The short answer is this: yes. Yes, there will always be jobs for architects.
In times of economic crisis like this, it’s easy to panic. You might have heard horror stories of outsourcing, automation and hiring freezes. Maybe you’re reluctant to go after your dream of becoming an architect for fear that the jobs might disappear completely.
Take a few deep breaths. Architectural jobs aren’t going anywhere.
The most obvious reason for this is that we’re always going to need buildings. Turn on the news; the world population is booming, and all those new people need homes, schools, offices, hospitals and all the other sorts of buildings people occupy in their daily lives. The American population is aging? That means there are vacation homes and retirement communities to design and more jobs for architects. There’s an increase in global immigration? That means more cultural and religious buildings are needed, which means even more jobs for architects. Human life takes place in buildings, and every social shift brings with it a need for new structures designed by architects.
Even without social factors at play, old buildings are constantly being demolished to make way for new ones. Even sturdy existing buildings are being constantly renovated or expanded, and those processes mean architects must be called in. Human beings as a species aren’t about to abandon our comfortable indoor lives and return to our hunting and gathering ways, which means the need for architects will always be there. The United States Bureau of Labor Statistics agrees; between the years 2010 and 2020, architectural jobs are predicted to grow by 24%, much faster than the overall growth average of 14%. Far from disappearing, the field is actually expanding at a staggering rate.
But maybe you’re worried about automation. Won’t computers and software take over the design process entirely, making human architects obsolete?
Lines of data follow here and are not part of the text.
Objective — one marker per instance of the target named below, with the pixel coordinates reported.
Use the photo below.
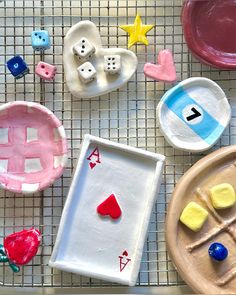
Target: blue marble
(40, 40)
(218, 251)
(17, 66)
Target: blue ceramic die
(17, 66)
(40, 40)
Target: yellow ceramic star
(137, 32)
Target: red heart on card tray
(92, 165)
(109, 207)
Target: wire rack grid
(127, 116)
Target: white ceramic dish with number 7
(106, 215)
(194, 114)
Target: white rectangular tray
(101, 247)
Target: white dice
(112, 64)
(87, 72)
(84, 50)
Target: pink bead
(45, 71)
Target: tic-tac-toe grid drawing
(127, 115)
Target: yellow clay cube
(194, 216)
(222, 196)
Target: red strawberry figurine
(20, 247)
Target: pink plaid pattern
(17, 117)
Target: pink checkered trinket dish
(33, 147)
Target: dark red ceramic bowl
(210, 31)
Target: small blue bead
(218, 251)
(40, 40)
(17, 66)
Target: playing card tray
(99, 246)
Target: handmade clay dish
(93, 239)
(103, 83)
(189, 250)
(209, 30)
(32, 147)
(193, 114)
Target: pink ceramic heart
(165, 69)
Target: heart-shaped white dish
(104, 83)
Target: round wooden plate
(189, 250)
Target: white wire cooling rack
(126, 115)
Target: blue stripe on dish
(209, 129)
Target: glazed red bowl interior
(210, 31)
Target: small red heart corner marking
(125, 253)
(92, 165)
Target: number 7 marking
(194, 116)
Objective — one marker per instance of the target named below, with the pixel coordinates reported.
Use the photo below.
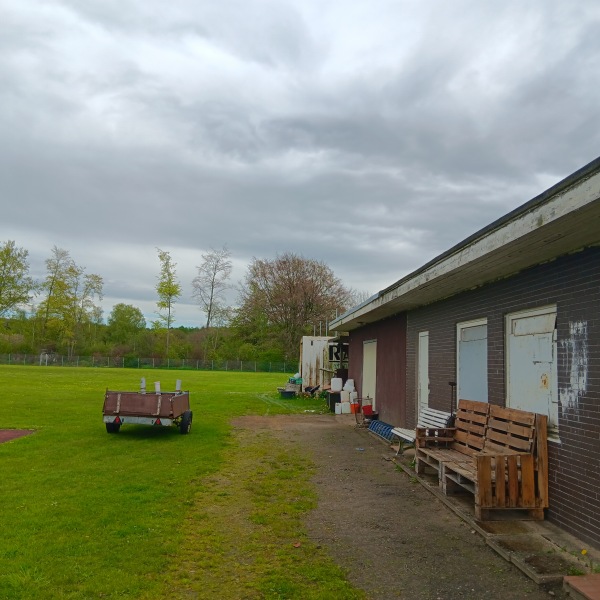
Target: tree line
(279, 300)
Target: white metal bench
(428, 417)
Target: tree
(71, 300)
(125, 324)
(15, 284)
(168, 290)
(291, 294)
(212, 281)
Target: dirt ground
(393, 537)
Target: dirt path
(391, 535)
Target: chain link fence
(59, 360)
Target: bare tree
(212, 281)
(291, 293)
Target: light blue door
(472, 362)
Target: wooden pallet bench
(498, 454)
(428, 418)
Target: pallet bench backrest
(470, 427)
(509, 431)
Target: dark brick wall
(573, 284)
(391, 365)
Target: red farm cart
(161, 409)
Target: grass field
(150, 513)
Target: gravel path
(392, 536)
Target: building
(511, 316)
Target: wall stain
(576, 362)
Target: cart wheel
(186, 422)
(113, 427)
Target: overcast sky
(369, 135)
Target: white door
(369, 370)
(423, 372)
(531, 363)
(471, 355)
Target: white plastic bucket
(336, 384)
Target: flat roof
(563, 219)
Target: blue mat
(381, 429)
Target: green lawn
(150, 513)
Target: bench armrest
(516, 471)
(434, 436)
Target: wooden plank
(512, 414)
(513, 481)
(500, 482)
(519, 444)
(462, 425)
(527, 481)
(483, 494)
(541, 447)
(525, 431)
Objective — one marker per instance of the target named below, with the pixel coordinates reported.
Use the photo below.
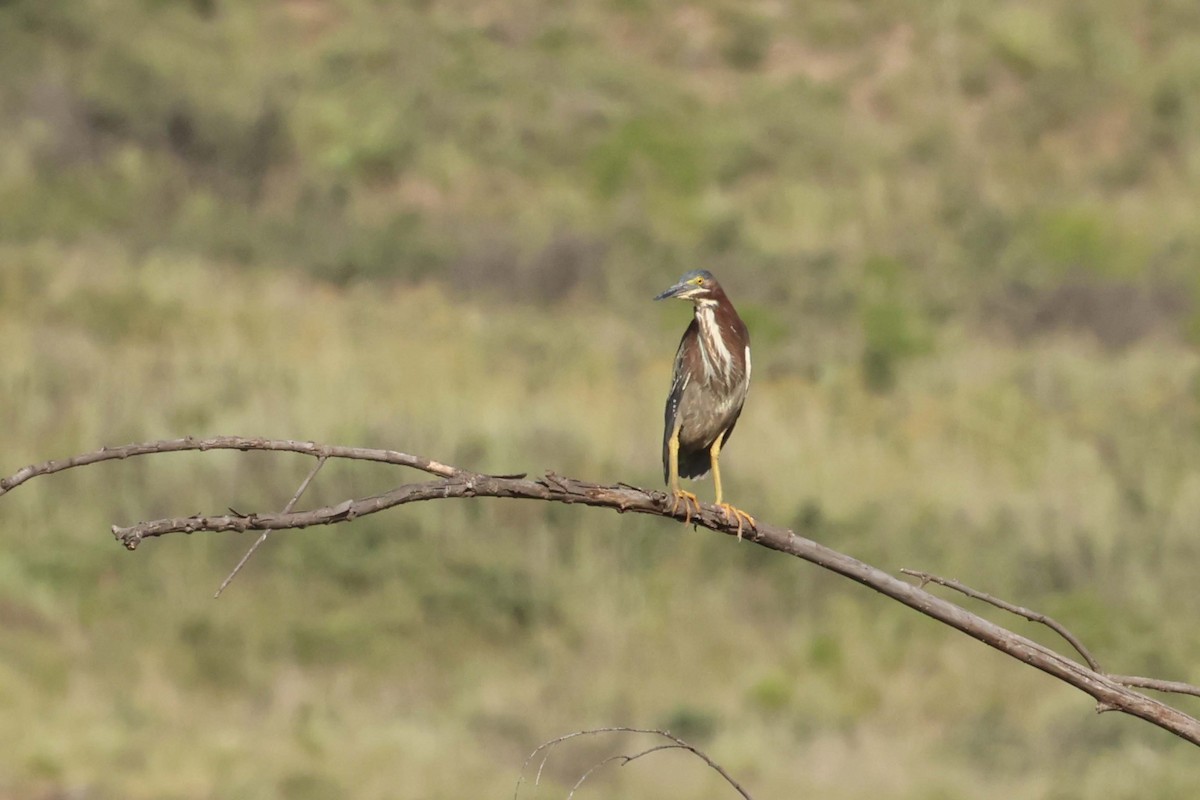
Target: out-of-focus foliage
(963, 235)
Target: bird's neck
(718, 359)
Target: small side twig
(1173, 686)
(1020, 611)
(677, 744)
(287, 509)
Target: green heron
(712, 376)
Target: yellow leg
(731, 513)
(688, 499)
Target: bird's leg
(731, 513)
(688, 499)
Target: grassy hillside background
(964, 238)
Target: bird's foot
(738, 516)
(689, 501)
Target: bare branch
(1174, 686)
(1033, 617)
(292, 503)
(677, 744)
(454, 482)
(225, 443)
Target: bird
(708, 388)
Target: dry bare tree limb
(677, 744)
(454, 482)
(292, 503)
(1020, 611)
(1173, 686)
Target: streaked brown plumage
(712, 376)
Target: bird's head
(696, 286)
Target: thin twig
(1020, 611)
(225, 443)
(623, 759)
(1174, 686)
(292, 503)
(678, 744)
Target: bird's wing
(678, 383)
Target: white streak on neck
(717, 356)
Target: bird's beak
(677, 290)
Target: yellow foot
(736, 515)
(690, 504)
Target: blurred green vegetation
(963, 235)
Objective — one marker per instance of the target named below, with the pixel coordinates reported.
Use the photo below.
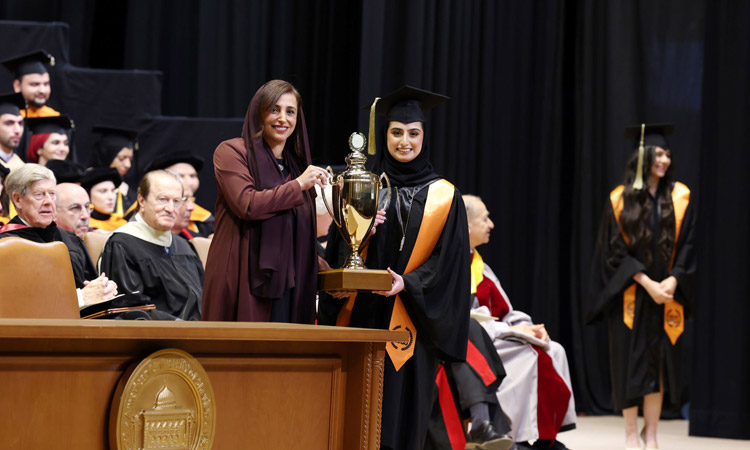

You needn’t worry. Computers are a tool for architects, and a very useful tool at that, but there’s no danger of them usurping their masters. A computer does exactly what its name says: it computes. It can calculate load bearing and pipe placement and window dimensions, but no client can type in ‘design me something with a Renaissance feel to it’ and expect to be given a design with that special flair inspired by ornate archways and domed rooftops. Architecture is as much a feat of art is it is one of science or engineering, and that artistic nature means jobs will always be placed in flesh-and-blood hands, not digital ones.
So breathe a sigh of relief and go back to your drafting. Will there always be jobs for architects? There certainly will be, and one might even be yours.